Even if the two have some disagreement on how Medicaid financing should change, Price and Verma presented a united front in a letter addressed to state governors in which they took the position that expanding Medicaid to "non-disabled, working-age adults without dependent children was a clear departure from the core, historical mission of the program." They also took issue with the higher federal reimbursement rate for this population and called it an incentive for states to "deprioritize the most vulnerable population." The letter discussed the importance of waiver and demonstration projects, a review of managed care regulations, aligning Medicaid and private insurance policies for nondisabled adults, maximizing tools to fight the opioid epidemic, and working to help low-income adults "improve their economic standing and materially advance in an effort to rise out of poverty."

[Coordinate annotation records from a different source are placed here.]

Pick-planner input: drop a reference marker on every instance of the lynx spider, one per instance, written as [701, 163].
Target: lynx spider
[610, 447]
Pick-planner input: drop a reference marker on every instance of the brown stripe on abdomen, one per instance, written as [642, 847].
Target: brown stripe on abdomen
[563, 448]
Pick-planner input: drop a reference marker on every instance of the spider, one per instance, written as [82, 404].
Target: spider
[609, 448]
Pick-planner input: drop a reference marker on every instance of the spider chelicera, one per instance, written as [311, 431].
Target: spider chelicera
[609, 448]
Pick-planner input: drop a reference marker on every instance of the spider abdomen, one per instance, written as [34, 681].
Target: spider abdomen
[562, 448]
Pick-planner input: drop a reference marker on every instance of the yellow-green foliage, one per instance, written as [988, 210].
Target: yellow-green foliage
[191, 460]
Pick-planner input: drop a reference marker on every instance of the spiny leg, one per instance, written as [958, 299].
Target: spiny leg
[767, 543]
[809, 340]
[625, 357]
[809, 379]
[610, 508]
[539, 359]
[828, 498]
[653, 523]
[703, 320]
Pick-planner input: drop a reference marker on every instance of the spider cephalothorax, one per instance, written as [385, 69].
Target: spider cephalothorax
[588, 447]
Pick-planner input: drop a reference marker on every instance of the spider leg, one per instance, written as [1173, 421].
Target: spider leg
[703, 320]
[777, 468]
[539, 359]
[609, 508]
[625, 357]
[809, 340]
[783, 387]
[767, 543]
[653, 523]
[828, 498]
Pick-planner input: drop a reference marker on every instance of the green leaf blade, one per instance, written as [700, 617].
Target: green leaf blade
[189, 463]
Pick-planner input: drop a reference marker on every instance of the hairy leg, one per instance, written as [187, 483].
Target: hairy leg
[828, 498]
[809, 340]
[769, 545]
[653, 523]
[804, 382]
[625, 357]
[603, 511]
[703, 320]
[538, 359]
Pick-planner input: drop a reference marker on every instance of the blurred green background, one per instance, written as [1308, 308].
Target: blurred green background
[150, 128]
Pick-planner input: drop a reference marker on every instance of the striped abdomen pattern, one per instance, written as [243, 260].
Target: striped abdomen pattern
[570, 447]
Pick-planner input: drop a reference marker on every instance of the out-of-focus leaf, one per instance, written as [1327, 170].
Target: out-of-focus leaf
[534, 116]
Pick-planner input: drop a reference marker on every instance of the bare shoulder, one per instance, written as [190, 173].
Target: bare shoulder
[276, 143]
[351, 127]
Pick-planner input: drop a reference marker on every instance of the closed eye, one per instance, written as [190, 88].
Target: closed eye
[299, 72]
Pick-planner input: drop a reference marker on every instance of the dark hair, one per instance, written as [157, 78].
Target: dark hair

Medicare premium support gets no support from Verma. Medicare reform is a prime budgetary concern, especially in light of the aging baby boomer population. One reform option is a premium support system, under which the government would provide each Medicare beneficiary with a set monthly payment to pay for the purchase of private insurance or toward traditional Medicare. Supporters of this policy change include Speaker Paul Ryan (R-Wis), who would allow seniors to opt into the program, which would begin in 2024. The proposal has been met with some concern about the actuarial pitfalls of separating newly eligible, younger Medicare beneficiaries on the premium support system from older beneficiaries, who cost more to cover as they age. However, Ryan may have met his match in Verma, who stated in her confirmation hearing that she does not support the idea of these Medicare vouchers. Price could find himself as the middleman between the two over the issue.

Dr. Price’s issues with quality-based payment reforms. From a physician’s standpoint, Price has passionate views about getting the government out of the examination room and maintaining physician autonomy. Although in recent years Medicare payment has undergone a systemic shift away from paying for each service provided toward an attempt at rewarding physicians for providing care that is both high-quality and low-cost, Price has been an outspoken critic of these movements. Believing that the increasing number of rules and regulations governing reimbursement from federal health care programs is directing energy away from patient care and toward administrative concerns, he harbored considerable concerns about the Medicare Access and CHIP Reauthorization Act (MACRA) (P.L. 114-110) and committed to carefully reviewing the implementing regulations. In his confirmation hearing, he reiterated his previous criticisms of the Center for Medicare & Medicaid Innovation (CMMI), which he believes has been dictating the type of care physicians are to provide for patients, even if such care is not in their best interest.


Price will be a critical player in the Trump Administration. Even if sweeping health reform legislation fails to pass, Price has the power to enact significant regulatory change. His background as both a physician and a legislator gives him unique insight into the competing interests of patients, physicians, payers, and policy makers. Although his positions on particulars will likely continue to develop, he has established himself as a passionate leader in the area, willing to offer clear criticism and support as he sees fit.